Ella se puso en pie.

—Váyanse.

—Vamos a hablar con Prudence, ¿sabe? Y con la niñera que estuvo aquí antes que ella, y con la anterior… Vamos a remontarnos todo lo que haga falta, hasta que descubramos absolutamente todo lo que ha sucedido en esta casa.

—Fuera.

—Y después hablaremos con Nathan.

Señaló enérgicamente la puerta con el dedo. Por fin se levantaron los tres.

—Una lástima lo del doctor Rocco… —comentó la rubia como de pasada, mientras cruzaban el vestíbulo de mármol—. Sobre todo para su mujer y sus hijas.

—¿Qué pasa con Tony?

—Que ha muerto, por supuesto. Lo asesinaron anoche en el hospital.

La rubia se detuvo y se la quedó mirando a la cara. Ella, para variar, no se molestó en disimular sus sentimientos. Primero se quedó sorprendida, luego estupefacta y, por último, aterrorizada hasta el tuétano.

—¿Cómo? —preguntó con un hilo de voz.

¡Uuh! —contestó la rubia. Ella se quedó petrificada.

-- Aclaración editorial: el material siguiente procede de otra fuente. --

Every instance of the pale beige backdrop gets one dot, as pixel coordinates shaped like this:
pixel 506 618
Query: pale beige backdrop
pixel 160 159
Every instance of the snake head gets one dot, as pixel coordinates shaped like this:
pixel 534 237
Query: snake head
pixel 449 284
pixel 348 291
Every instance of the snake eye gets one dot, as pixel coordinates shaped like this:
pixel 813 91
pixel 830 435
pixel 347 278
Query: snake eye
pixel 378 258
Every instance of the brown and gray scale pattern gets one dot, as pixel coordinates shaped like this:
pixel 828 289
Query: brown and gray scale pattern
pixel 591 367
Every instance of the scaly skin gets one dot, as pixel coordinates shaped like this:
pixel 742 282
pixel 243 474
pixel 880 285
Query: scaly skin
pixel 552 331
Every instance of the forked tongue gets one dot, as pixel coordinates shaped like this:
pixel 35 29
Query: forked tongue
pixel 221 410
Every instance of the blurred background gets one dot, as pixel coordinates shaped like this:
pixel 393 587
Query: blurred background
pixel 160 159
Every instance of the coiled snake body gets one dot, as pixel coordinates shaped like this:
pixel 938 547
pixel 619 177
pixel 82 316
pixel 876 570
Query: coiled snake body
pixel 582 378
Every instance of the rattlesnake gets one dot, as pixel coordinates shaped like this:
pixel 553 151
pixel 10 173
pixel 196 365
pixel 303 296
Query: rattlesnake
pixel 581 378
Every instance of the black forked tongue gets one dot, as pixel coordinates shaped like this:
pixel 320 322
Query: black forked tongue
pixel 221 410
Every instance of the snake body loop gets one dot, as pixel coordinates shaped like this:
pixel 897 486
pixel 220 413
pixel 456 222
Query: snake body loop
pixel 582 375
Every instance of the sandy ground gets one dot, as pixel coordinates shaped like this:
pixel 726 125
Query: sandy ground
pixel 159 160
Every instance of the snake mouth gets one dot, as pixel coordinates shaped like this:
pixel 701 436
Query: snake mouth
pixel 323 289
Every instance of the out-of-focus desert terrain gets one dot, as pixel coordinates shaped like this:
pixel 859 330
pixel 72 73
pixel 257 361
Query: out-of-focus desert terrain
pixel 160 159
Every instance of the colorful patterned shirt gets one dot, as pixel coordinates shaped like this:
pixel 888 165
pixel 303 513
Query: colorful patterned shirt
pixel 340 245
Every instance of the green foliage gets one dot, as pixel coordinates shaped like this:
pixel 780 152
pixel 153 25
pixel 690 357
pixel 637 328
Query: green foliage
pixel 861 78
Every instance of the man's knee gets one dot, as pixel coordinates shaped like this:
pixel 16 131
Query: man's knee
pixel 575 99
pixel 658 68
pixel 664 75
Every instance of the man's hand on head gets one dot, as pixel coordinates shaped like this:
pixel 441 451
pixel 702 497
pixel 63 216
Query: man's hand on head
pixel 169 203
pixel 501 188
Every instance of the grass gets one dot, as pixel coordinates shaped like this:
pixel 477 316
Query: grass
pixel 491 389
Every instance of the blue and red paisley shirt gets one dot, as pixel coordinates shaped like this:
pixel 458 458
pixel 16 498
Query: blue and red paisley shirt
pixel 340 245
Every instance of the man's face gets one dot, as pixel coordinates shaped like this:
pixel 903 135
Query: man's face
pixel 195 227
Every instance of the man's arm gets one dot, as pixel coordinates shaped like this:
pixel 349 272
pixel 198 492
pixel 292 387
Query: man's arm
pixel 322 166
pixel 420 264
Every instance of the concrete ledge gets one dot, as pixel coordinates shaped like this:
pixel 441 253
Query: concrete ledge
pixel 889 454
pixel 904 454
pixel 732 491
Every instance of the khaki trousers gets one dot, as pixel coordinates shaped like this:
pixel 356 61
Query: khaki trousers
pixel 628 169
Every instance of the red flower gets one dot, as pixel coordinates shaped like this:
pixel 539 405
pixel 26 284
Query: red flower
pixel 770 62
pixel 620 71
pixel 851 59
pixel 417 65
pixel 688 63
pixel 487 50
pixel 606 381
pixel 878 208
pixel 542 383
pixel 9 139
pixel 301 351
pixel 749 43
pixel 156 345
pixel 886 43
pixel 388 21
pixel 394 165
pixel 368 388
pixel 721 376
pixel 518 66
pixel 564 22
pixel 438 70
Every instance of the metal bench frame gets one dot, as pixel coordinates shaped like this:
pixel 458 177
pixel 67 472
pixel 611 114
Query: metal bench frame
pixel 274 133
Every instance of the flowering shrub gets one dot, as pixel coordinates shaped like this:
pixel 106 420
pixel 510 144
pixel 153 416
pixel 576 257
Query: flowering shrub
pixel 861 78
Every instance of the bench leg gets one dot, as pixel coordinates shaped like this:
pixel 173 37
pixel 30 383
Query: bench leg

Los inspectores salieron por la puerta de la calle. En el último momento, el ayudante del fiscal del distrito se volvió hacia ella.

—¿Sabe lo que es el GSR? —preguntó.

—No.

—Es el residuo de un disparo. Cuando alguien dispara un arma, los rastros de GSR terminan en sus manos y en su ropa. Adivine qué es lo que hemos buscado en el depósito de cadáveres, señora Gagnon. Adivine qué es lo que no hemos encontrado en las manos ni en la ropa de su esposo…

Ella no dijo ni una palabra. «Uuh», pensaba frenética. «Uuh».

El trío se dirigió a los escalones de la entrada.

—Un error —dijo Copley en voz alta por encima de su hombro—. Eso es todo cuanto necesito. Una pequeña equivocación, señora Gagnon, y será mía.